To be fair, for some dev workflows, TRAMP is lacking (LSPs), but it's more than enough if you're fine with grepping and ctags, I think. For the former scenario, I either run terminal emacs or use distrobox/toolbox (they setup everything for the wayland socket that graphical emacs needs)
LSPs should work fine with TRAMP. In practice I have a problem with it, since there is some bad interaction between eglot, TRAMP, and clangd in certain cases, but that is a specific situation and a bug.
gopls was a bit of a pain. By default it uses stdio, and there were some integration issues with eglot, tramp, amd gopls. I also had some issues trying to use tcp ports. I switched to terminal emacs over ssh, the. use distrobox (I didn’t want to install dev tools locally).
Apparently it's a 2020 meme about "make the money printer go brr". I didn't know that one, so I assumed it was a reference to the A-10 Warthog's Gatling gun, which used to be stylized as "brrrt".
I'm not nearly as deep a scholar of memes as some, but I wouldn't be surprised if the two are actually related; I believe they both originated from 4chan.

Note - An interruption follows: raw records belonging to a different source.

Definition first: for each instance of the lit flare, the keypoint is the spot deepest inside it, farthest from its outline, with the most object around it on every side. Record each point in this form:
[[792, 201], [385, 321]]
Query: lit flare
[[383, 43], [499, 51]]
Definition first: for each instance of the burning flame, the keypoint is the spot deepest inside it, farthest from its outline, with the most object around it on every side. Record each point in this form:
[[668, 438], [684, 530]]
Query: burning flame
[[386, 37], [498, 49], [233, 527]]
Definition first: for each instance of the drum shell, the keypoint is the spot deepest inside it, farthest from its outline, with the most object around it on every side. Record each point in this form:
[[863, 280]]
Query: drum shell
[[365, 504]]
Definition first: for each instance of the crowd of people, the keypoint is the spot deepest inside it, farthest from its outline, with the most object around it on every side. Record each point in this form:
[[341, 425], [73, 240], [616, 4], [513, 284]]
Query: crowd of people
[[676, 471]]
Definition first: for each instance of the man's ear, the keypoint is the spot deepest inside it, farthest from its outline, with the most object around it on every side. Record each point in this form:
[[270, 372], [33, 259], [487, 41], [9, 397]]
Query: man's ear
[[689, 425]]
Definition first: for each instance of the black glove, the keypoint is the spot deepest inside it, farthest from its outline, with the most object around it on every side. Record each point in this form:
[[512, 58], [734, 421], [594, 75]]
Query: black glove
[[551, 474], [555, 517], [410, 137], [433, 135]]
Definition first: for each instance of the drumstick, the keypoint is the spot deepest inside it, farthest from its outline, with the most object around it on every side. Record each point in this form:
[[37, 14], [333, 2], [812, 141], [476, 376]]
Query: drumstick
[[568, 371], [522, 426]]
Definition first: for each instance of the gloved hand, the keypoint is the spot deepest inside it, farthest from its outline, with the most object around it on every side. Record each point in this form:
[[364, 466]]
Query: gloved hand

You're probably right. It was somewhat reassuring to learn of the money printer variant — to me, the Warthog "brrrt" meme evokes human flesh being torn apart (also tanks, but strafing runs often target ground troops, and there are of course people inside those tanks) and it was unsettling to think that this post might be comparing the performance of Tramp to the extremely violent destruction of your adversaries.
I always downvote this brain rot low effort crap. An article could be a dissertation containing the meaning of life itself, but if it's meme-laden I'm not reading it. I get so annoyed by oft-repeated phrases ("This is the way", "Take my upvote", "This.", "This guy Xes", "ngl") and "go brr" this is no exception.
Nice and all, but what about the lessons we learned about running development as local as possible, eliminating the need for remote system access. all that sounds very 90's - 10s. These days you have a local environment that can emulate anything (see docker). Then you write code that interacts with that "anything" basically locally. When you are done with the code you can test and deploy - there is no need for remote access.
VMs should not be ssh'd into anymore - they should just be stamped over with the latest code drop. I mean did we not learn anything from the entire devops/ci/cd/immutability lessons of the last 10 years?
Tramp is an absolute garbage implementation (yeah, its author is just a
terrible, sophomoric programmer) of the most naive mechanism you could
imagine: bring the file over, edit it, copy it back. "celeritascelery"
is genuinely better off using vim and git remotely, his hard-on for
magit notwithstanding.
Sad to see it's still so far from vscode. Is there really no way to make emacs magically work like vscode without modifying packages
Idk maybe invent something like jit-compilation but for remote/local code. Profile rtt latency then somehow dynamically calculate optimal local-remote code split and transfer remote part to remote machine
/ssh:<remote host>|docker:<docker container>
Also if you like copying (potentially large) files via dired, consider temporarily
(setq tramp-default-method "rsync")
The blog talks about rsync vs ssh a bit.